There are times I wish I’d never been in the cult, it damaged my family in immeasurable ways that I’ve only just begun to understand. I fought with God for years thinking he had simply stood by while we suffered at the hands of greedy men. Only recently have I looked back and seen that this was all needed for someone to react and speak against them, for those who had already suffered before me, and those still suffering right this very day. The amount of control they hold can keep even the most determined and vocal of us from ever saying a word. The more timid and gentler have little hope of getting out of these toxic situations. So after running away from Church, God, and everything else, I found something to work towards. That my freedom from the cult was not something to take for granted, but that I needed to be just as active out of it as I had been in it. That my ministry didn’t end when I left one single church, but that I had finally found the focus and motivation to point people to God and his Word.

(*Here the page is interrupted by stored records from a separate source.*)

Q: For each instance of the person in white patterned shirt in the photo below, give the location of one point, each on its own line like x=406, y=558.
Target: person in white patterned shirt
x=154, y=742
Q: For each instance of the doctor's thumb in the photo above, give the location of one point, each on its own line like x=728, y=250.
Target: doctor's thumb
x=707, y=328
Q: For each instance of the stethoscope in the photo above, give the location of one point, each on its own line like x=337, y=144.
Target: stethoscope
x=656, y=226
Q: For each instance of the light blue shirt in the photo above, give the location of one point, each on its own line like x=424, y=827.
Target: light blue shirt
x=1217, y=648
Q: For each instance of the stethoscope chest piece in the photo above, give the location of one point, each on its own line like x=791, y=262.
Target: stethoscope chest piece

To put up with the hate mail, the calls, the lies, being physically thrown out of churches for not agreeing with off-Bible teachings, and be a light for those in need. A voice for the silent.
I have lost much, but I gained so much more in finding my purpose. I cannot stand here and tell you I’ll understand where every one of you is coming from, but I want to stand beside you, to help you in anyway I can, and to encourage those afraid that there is always hope as long as we hold to God’s unfailing word and love one another. Whoever abides in Love, abides in God.